Elle se mit à grimper.
Arrivé à mi-hauteur de la colonne, comme il plantait la pointe de ses crampons dans la glace, Mitch franchit un seuil et son épuisement sembla goutter de lui par ses pieds, le laissant nauséeux l’espace d’un instant. Puis son corps se sentit purifié, comme infusé d’eau fraîche, et son souffle se fit moins pénible. Il suivait Tilde, calant ses chaussures dans la glace et se collant à celle-ci, s’accrochant à la moindre prise disponible. Il utilisait son piolet avec parcimonie. L’air était plus chaud près de la glace.
Il leur fallut un quart d’heure pour atteindre le niveau où l’orgue prenait une couleur crème. Surgissant derrière les nuages gris et bas, le soleil éclaira la cascade gelée suivant un angle aigu, épinglant Mitch sur une paroi d’or translucide.
Il attendit que Tilde leur dise qu’elle était en position au sommet. Franco lui lança une réponse laconique. Mitch s’insinua entre deux colonnes. La glace devenait en effet imprévisible. Il y planta ses pointes latérales, faisant choir sur Franco une nuée d’éclats. L’Italien poussa un juron, mais pas une fois Mitch ne lâcha prise, pas une fois il ne se retrouva suspendu dans le vide, ce qui était une bénédiction.

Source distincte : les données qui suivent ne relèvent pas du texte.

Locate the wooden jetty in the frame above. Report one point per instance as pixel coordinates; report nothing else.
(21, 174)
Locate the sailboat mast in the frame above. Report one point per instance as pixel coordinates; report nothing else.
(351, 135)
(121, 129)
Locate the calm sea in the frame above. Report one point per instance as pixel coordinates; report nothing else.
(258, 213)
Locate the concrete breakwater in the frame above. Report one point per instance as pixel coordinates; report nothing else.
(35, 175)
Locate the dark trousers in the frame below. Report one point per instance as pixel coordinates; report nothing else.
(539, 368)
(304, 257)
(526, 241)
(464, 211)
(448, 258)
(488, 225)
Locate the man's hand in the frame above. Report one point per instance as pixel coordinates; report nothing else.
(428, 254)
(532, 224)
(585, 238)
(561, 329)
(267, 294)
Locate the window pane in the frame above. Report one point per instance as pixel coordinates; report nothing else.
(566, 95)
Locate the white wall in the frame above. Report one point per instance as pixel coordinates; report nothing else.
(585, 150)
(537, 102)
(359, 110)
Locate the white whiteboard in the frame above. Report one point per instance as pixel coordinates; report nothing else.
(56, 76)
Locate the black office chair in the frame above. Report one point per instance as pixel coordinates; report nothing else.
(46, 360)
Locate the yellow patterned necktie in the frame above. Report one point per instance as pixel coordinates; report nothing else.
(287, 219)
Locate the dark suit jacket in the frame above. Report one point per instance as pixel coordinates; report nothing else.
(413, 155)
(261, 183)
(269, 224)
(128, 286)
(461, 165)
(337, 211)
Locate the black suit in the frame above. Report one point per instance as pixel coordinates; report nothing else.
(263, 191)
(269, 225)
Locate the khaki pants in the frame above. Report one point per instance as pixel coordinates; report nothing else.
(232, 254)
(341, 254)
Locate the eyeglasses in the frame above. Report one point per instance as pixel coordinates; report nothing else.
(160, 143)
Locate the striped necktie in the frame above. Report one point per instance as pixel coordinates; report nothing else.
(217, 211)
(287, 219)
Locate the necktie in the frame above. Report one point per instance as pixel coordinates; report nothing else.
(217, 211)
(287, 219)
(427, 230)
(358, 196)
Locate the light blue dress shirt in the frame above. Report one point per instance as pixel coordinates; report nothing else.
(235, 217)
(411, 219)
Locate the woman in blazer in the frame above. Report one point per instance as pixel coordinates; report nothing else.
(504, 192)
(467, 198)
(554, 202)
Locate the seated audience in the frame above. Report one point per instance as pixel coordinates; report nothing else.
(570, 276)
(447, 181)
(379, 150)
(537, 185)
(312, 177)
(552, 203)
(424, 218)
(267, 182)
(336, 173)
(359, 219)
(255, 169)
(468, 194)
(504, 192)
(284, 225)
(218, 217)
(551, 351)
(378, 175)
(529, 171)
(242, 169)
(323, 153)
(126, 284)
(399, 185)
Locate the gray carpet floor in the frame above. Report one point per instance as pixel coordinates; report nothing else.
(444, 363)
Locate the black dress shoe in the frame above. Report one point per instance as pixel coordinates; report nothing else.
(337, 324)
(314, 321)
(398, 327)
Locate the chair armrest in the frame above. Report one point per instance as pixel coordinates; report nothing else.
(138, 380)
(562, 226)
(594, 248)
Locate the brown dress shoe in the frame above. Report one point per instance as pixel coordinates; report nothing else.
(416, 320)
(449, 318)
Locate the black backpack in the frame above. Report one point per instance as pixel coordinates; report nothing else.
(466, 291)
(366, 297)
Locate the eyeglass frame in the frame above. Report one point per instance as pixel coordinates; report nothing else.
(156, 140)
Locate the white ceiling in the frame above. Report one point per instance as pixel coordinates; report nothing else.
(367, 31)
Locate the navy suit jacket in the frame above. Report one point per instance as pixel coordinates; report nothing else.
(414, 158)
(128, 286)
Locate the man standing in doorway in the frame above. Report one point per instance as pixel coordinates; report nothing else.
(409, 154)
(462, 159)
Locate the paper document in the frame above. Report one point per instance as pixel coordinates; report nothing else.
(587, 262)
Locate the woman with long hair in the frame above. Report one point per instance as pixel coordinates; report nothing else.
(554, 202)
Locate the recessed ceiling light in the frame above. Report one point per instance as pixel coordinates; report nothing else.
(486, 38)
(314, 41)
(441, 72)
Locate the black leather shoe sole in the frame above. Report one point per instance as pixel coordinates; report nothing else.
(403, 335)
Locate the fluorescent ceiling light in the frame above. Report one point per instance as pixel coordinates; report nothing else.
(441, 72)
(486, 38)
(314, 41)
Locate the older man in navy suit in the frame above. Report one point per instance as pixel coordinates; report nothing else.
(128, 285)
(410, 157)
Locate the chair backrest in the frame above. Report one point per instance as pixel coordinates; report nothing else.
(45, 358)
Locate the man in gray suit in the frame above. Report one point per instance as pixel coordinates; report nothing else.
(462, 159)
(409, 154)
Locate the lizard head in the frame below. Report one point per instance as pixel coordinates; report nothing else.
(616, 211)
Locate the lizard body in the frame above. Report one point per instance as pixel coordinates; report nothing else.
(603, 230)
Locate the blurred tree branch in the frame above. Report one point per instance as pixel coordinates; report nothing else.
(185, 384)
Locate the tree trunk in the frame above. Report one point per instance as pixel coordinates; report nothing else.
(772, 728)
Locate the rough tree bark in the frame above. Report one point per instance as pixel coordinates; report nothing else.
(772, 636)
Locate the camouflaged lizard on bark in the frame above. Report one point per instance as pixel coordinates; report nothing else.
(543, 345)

Il gravit la bordure arrondie de la cascade en rampant à moitié. Ses gants glissaient dangereusement sur les rigoles glacées. Il agita les pieds, trouva une corniche rocheuse avec son crampon droit, s’y cala, trouva d’autres prises dans la roche, attendit d’avoir repris son souffle et se hissa près de Tilde en se trémoussant comme un morse.
Le lit du ruisseau gelé était défini par les rochers d’un gris poussiéreux qui le bordaient. Il leva les yeux vers l’étroite vallée rocailleuse, à moitié plongée dans l’ombre, où un petit glacier avait jadis coulé depuis l’est, traçant une strie en forme de U des plus caractéristiques. Il n’était guère tombé de neige ces dernières années, et le glacier avait continué de couler, s’éloignant de la strie glaciaire qui le dominait à présent d’une douzaine de mètres.
Mitch roula sur le ventre et aida Franco à grimper. Près d’eux, Tilde se tenait sur la corniche, comme si elle ignorait la peur, en équilibre parfait, mince et ravissante.
Elle fixa Mitch des yeux en plissant le front.
— Nous avons pris du retard, déclara-t-elle. Que peux-tu apprendre en une demi-heure ?
Mitch haussa les épaules.
— Nous devons repartir avant le coucher de soleil, dit Franco à Tilde. Alors, cette glace, c’était pas si dur que ça, hein ? demanda-t-il à Mitch en souriant.
— Ça pouvait aller, répondit Mitch.
— Il apprend bien, dit Franco à Tilde, qui leva les yeux au ciel. Tu as déjà escaladé de la glace ?
— Pas de la glace comme celle-ci.
Ils marchèrent quelques mètres sur le ruisseau gelé.
— Encore deux escalades, dit Tilde. Franco, c’est toi qui passes le premier.
À travers l’atmosphère cristalline, Mitch contempla les pics en dents de scie qui se dressaient au-dessus de la strie glaciaire. Il ne pouvait toujours pas dire où il se trouvait. Franco et Tilde préféraient qu’il l’ignore. Ils avaient parcouru une bonne vingtaine de kilomètres depuis le Gaststube de pierre, là où il avait dégusté son thé.
En se retournant, il aperçut la tente orange, à environ quatre kilomètres de distance et plusieurs centaines de mètres en contrebas. Elle se tenait derrière une selle, à présent dans l’ombre.
La couverture neigeuse semblait des plus minces. Les montagnes venaient de connaître l’été le plus chaud de l’histoire moderne des Alpes, marqué par une fonte accélérée des glaciers, une série de pluies torrentielles et d’inondations dans les vallées, et la neige avait été rare les saisons précédentes. Le réchauffement de la planète était devenu un cliché médiatique ; mais sa réalité s’imposait aux yeux pourtant peu experts de Mitch. Dans quelques décennies, les Alpes risquaient d’être vierges de neige.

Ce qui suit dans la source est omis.